Interface tuned Enhanced and Low Temperature Quenching of Orbital Hall Currents Induce Torque and magnetoresistance in Light Metal/Nickel Bilayers

TL;DR

This study demonstrates how orbital Hall currents in light-metal/Nickel bilayers can be tuned via interface engineering and temperature control, revealing their role in inducing torque and magnetoresistance effects.

Contribution

It provides experimental evidence linking orbital Hall effect in light metals to torque and magnetoresistance in bilayers, highlighting the influence of interface layers and temperature.

Findings

Insertion of Cu enhances OHT and UOMR.

Increasing Ti thickness boosts orbital effects.
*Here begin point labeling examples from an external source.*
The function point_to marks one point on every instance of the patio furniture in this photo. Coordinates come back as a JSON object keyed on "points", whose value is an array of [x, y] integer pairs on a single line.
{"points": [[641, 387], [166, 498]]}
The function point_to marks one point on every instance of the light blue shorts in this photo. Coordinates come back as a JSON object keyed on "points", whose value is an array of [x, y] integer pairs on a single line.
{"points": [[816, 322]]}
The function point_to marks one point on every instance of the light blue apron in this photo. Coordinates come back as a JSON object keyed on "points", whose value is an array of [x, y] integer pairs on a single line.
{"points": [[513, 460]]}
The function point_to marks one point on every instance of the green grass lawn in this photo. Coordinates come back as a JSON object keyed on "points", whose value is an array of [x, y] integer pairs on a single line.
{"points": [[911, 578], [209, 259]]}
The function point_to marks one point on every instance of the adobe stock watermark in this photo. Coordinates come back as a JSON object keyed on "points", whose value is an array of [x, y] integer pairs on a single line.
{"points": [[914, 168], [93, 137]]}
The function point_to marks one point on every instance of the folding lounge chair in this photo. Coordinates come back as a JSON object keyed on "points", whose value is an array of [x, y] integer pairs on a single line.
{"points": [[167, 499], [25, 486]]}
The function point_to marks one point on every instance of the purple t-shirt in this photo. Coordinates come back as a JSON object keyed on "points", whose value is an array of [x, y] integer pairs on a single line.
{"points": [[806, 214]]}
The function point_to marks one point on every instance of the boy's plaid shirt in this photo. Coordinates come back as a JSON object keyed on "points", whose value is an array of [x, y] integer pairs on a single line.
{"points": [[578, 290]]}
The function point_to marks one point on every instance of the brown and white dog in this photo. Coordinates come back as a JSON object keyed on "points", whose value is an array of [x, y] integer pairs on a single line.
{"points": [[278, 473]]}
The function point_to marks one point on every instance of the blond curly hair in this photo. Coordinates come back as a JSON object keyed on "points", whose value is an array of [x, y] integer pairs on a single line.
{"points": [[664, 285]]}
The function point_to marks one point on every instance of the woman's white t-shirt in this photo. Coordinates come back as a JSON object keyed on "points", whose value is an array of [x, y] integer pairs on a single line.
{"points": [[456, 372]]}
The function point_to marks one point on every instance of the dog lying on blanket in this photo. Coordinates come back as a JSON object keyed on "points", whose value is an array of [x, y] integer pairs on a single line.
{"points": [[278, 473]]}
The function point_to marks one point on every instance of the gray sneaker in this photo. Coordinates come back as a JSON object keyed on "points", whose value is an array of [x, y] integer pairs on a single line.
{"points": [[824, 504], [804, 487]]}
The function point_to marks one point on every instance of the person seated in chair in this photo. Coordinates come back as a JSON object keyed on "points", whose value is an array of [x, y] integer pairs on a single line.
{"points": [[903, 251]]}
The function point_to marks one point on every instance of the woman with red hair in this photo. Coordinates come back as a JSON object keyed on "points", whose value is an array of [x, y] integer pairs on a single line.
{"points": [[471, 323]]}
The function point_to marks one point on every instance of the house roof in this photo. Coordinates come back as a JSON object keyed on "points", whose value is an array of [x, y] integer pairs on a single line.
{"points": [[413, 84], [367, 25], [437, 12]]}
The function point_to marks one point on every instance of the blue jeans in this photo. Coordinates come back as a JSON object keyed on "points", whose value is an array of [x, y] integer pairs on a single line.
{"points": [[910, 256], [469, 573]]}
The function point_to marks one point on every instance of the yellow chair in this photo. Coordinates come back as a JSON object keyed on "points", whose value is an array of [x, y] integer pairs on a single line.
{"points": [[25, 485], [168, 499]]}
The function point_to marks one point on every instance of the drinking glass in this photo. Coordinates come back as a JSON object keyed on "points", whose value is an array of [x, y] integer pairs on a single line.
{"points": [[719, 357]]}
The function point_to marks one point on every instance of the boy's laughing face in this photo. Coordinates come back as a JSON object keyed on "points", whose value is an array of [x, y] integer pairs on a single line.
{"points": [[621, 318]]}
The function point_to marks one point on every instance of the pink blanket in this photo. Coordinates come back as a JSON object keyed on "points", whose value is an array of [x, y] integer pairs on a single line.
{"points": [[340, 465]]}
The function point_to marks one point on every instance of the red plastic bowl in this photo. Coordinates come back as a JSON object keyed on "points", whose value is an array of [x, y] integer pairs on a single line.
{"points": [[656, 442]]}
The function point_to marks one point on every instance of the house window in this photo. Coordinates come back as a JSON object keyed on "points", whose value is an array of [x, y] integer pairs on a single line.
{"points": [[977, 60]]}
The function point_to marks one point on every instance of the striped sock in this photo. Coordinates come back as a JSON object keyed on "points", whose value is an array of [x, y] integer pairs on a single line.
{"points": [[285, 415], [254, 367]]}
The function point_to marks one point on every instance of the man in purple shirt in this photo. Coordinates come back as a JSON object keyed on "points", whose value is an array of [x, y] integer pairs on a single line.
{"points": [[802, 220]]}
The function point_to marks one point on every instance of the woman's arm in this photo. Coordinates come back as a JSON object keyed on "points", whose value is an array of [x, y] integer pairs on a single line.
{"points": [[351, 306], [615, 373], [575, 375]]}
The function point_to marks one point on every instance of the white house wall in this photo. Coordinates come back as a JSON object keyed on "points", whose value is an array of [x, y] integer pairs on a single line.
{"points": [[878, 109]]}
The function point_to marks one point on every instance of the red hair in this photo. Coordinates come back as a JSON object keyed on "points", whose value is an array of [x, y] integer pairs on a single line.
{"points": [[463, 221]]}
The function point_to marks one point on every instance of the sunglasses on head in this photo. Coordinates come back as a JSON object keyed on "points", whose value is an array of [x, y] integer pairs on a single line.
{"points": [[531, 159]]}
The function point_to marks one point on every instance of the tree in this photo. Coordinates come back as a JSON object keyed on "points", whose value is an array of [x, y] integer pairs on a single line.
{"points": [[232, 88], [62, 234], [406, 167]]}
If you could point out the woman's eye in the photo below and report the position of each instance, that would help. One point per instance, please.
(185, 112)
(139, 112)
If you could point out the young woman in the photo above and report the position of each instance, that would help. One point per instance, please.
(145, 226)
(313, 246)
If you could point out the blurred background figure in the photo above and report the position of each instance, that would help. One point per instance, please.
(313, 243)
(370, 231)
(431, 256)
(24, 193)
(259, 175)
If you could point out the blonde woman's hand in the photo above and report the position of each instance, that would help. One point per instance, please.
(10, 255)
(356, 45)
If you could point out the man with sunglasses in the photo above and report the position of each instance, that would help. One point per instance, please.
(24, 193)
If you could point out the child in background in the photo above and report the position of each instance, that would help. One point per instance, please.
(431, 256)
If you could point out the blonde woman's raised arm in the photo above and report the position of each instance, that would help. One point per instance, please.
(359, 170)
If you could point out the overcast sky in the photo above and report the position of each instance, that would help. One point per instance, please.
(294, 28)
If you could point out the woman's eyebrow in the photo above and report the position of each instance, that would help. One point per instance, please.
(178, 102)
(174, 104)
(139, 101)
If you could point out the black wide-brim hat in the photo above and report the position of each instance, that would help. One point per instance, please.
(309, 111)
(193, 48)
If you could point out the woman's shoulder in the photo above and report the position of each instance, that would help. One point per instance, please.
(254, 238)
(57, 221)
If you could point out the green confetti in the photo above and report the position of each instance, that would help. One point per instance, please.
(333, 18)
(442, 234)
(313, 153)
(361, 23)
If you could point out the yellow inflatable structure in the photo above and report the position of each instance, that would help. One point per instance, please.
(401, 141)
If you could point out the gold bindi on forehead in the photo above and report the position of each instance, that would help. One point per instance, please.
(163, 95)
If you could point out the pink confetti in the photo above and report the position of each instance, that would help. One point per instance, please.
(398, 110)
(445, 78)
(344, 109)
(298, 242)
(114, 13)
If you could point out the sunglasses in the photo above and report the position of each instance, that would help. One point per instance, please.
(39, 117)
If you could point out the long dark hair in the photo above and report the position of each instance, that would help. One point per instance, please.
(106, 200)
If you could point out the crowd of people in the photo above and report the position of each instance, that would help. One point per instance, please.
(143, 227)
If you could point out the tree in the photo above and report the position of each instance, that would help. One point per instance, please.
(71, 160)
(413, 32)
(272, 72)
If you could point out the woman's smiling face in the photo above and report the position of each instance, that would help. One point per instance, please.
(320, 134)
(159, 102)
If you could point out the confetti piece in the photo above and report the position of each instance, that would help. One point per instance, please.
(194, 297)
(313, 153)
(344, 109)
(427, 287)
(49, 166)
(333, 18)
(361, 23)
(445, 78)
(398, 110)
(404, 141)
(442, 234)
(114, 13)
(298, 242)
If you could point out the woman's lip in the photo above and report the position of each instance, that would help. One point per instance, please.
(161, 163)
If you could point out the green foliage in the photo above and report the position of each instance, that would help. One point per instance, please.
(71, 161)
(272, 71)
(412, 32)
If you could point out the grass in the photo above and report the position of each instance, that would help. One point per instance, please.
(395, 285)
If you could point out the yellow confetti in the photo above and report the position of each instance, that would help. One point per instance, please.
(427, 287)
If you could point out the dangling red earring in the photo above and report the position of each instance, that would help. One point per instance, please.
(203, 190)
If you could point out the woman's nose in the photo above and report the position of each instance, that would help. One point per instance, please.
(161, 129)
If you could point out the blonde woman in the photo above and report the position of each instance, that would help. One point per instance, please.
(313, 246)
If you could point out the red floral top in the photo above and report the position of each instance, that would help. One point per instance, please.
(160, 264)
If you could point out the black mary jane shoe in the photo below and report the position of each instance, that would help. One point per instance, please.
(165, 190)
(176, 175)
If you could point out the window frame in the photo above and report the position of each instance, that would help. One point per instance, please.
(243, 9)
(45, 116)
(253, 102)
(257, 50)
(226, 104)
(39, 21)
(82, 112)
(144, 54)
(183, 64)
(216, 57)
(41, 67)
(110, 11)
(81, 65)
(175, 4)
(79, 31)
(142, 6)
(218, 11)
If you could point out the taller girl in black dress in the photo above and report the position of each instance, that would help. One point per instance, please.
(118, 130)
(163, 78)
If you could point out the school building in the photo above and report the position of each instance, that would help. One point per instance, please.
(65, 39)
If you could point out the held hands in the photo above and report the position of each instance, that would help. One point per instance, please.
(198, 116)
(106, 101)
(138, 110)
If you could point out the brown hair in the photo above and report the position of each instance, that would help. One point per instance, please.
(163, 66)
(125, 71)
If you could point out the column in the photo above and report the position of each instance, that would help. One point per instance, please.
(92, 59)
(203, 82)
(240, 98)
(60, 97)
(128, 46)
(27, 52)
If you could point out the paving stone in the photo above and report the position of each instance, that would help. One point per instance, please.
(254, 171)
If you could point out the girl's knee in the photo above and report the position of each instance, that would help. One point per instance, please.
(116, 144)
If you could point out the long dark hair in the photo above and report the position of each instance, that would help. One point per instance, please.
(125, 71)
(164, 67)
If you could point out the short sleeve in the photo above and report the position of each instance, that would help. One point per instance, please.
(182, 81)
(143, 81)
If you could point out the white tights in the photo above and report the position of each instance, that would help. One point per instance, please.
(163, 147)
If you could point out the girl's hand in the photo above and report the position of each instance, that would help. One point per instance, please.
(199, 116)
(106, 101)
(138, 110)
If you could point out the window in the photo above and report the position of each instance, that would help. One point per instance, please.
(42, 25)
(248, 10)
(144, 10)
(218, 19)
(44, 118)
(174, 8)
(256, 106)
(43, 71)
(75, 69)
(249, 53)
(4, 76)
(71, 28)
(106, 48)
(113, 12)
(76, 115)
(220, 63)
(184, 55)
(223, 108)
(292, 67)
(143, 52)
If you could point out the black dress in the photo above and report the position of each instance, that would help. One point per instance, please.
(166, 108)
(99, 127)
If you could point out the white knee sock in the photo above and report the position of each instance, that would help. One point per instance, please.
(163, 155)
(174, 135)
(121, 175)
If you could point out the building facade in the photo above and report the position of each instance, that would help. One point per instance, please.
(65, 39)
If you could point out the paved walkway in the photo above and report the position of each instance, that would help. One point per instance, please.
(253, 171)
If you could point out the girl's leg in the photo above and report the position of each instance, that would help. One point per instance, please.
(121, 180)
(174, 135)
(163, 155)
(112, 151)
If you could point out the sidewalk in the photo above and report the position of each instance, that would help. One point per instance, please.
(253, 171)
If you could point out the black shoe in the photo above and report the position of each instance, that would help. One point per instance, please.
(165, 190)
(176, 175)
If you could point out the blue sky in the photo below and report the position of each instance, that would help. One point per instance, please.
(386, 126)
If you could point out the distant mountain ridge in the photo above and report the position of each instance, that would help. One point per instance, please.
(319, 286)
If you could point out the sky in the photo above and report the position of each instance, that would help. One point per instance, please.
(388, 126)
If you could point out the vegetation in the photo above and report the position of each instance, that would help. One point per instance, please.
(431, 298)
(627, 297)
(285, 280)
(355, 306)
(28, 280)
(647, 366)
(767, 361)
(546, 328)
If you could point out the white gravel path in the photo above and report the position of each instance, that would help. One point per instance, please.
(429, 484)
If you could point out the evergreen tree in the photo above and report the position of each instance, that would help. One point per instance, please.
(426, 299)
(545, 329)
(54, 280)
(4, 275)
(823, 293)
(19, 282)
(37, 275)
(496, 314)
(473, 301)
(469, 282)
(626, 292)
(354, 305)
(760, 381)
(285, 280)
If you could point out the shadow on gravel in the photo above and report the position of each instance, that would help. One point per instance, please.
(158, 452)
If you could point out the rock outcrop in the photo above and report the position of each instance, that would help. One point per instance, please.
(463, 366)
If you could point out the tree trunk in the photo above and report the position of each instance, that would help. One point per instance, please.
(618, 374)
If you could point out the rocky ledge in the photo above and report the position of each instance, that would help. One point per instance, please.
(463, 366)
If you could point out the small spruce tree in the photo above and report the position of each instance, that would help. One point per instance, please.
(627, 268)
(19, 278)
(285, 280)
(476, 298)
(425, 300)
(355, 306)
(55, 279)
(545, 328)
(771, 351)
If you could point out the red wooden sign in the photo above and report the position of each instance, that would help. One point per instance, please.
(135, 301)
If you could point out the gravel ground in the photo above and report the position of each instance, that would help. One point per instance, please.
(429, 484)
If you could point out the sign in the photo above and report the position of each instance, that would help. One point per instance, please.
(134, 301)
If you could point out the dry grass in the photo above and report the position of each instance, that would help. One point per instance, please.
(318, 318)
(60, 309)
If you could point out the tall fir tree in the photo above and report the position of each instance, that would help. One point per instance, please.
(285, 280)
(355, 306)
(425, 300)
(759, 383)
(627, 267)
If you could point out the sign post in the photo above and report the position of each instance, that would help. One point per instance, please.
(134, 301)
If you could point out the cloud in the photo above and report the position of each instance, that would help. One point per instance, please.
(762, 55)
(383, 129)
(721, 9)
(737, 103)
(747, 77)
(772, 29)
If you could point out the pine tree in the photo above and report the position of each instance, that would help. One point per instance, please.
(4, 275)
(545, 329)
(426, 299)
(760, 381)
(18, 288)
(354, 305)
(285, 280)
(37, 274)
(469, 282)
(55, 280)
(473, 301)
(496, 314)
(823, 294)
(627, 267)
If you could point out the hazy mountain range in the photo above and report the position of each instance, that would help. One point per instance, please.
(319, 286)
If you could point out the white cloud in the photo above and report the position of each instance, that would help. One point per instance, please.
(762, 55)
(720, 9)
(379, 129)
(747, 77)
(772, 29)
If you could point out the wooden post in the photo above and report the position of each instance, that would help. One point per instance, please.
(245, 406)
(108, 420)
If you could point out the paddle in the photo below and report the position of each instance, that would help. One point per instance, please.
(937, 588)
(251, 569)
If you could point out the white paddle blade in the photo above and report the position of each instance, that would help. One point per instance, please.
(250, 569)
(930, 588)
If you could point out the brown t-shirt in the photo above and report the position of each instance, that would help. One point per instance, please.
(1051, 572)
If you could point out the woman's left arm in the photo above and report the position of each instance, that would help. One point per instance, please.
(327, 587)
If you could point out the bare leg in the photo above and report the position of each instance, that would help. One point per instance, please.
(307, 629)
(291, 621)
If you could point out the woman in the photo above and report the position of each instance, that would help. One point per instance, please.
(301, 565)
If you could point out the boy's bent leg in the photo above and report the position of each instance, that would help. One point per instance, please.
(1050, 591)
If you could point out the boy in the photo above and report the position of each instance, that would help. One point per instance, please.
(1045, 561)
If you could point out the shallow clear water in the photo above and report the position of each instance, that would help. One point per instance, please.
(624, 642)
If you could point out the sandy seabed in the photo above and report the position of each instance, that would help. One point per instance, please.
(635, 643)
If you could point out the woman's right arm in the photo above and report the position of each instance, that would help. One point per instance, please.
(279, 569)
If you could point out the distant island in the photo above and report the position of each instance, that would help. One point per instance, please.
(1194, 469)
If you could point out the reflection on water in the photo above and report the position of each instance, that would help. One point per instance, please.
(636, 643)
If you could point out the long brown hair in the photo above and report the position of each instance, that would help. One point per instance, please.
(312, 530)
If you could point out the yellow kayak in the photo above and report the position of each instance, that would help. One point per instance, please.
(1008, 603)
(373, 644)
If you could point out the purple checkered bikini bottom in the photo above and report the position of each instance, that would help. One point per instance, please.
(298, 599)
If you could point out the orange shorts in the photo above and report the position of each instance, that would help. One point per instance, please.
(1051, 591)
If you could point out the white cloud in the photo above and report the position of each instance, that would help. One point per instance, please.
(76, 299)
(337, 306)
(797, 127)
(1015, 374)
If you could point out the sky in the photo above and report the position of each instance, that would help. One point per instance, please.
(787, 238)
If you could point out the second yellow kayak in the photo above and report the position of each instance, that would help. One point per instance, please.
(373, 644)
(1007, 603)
Lower temperature reduces orbital torque and magnetoresistance.

Abstract

We investigate orbital current induced effects arising from the orbital Hall effect in light-metal/ferromagnet bilayers. Thin films of Ti in ohmic contact with Ni were studied using second-harmonic longitudinal and transverse voltage measurements under an applied a.c. current. From these signals, we extract the orbital Hall torque (OHT) efficiency and the unidirectional orbital magnetoresistance (UOMR). Insertion of a Cu interlayer between the Ni/Ti interface leads to an enhancement of both OHT efficiency and UOMR compared to both Ni/Ti and Ni/Cu bilayers. Furthermore, systematic variation of Ti thickness reveals that both OHT efficiency and UOMR increase with increasing Ti thickness, indicating that the observed phenomena predominantly originate from the bulk orbital Hall effect rather than purely from interfacial mechanisms and Lowering the temperature leads to a clear reduction in both the orbital Hall torque (OHT) efficiency and the unidirectional orbital magnetoresistance (UOMR). The nearly linear and correlated temperature dependence of both parameters suggests a common underlying mechanism, namely, the orbital Hall effect in the light-metal layer, which governs both the generation of orbital current and its subsequent influence on the ferromagnet through orbital torque and orbital magnetoresistance.